Depuis des années, l’Union Africaine (UA) se présente comme la voix unie du continent, un espace de dialogue et de coopération entre nations africaines. Mais derrière ce symbole d’unité, beaucoup de pays, dont Madagascar, commencent à s’interroger : que gagne-t-on vraiment à en faire partie ? Et si, au lieu d’y voir une sanction, être banni de l’UA devenait une opportunité de souveraineté retrouvée ?
🔹 Une reconnaissance qui ne nourrit personne
Être membre de l’Union Africaine, c’est avant tout une reconnaissance diplomatique.
Le drapeau flotte dans les sommets, les dirigeants s’assoient à la même table et votent des résolutions. Mais sur le terrain, la réalité ne change pas :
les routes sont toujours impraticables, les paysans n’ont pas de marché pour leurs produits, les jeunes partent faute de travail.
En vérité, l’UA offre surtout une légitimité politique aux gouvernements en place, mais très peu de retombées concrètes pour les populations.
Les grands discours panafricains ne remplissent pas les assiettes.
🔹 Des aides qui entretiennent la dépendance
Madagascar, comme beaucoup d’autres pays africains, dépend depuis des décennies d’aides et de programmes dits de “développement”.

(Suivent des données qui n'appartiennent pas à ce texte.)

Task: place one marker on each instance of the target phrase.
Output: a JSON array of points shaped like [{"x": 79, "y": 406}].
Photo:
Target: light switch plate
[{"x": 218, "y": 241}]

Ces aides, souvent conditionnées par des critères imposés de l’extérieur, ont fini par créer une économie de dépendance.
Pire encore : elles profitent rarement à la population. Une fois arrivées à Antananarivo, ces aides se perdent entre commissions, projets fictifs et corruption politique.
Les dirigeants y trouvent leur intérêt, pas les citoyens.
Sortir de ce système d’assistance permanente serait donc un acte de libération économique et morale.
Être banni de l’UA, c’est aussi se libérer de ce réseau d’aides et de financements conditionnés qui n’ont jamais sorti le pays de la pauvreté.
🔹 Un potentiel national ignoré
Madagascar n’a pas besoin qu’on lui tende la main, il a besoin qu’on le laisse se tenir debout.
Le pays possède tout ce qu’il faut :
- des terres fertiles pour nourrir toute la région,
- une biodiversité unique au monde pour un tourisme durable,
- du soleil, du vent et de l’eau pour produire son énergie,
- une jeunesse pleine d’idées et de courage.
Mais tant que l’on attend que les solutions viennent de l’extérieur, on ne crée rien chez soi.
Une sortie forcée de l’UA pourrait être le déclencheur d’un sursaut national, une invitation à compter enfin sur nos propres forces.
🔹 Une indépendance à reconquérir
L’Afrique n’a pas besoin de symboles d’unité tant que ses peuples vivent encore sous la dépendance économique et politique.
Ce que Madagascar doit chercher aujourd’hui, ce n’est pas une chaise dans une salle de conférence à Addis-Abeba,
mais la vraie indépendance : celle de produire, d’échanger, de décider et de se développer selon ses propres valeurs.
Être banni de l’Union Africaine ne serait pas une honte, mais un électrochoc salutaire.
Une chance de reconstruire un modèle de développement libre, responsable et authentiquement malgache.
🔹 En conclusion
Madagascar n’a rien à craindre d’une exclusion de l’Union Africaine.
Au contraire, c’est peut-être le prix de la liberté.
Car ce jour-là, le pays n’aurait plus d’autre choix que de se regarder en face, de compter sur ses forces et de reprendre son destin en main.
Et c’est souvent quand les portes se ferment à l’extérieur que les nations apprennent à bâtir les leurs de l’intérieur.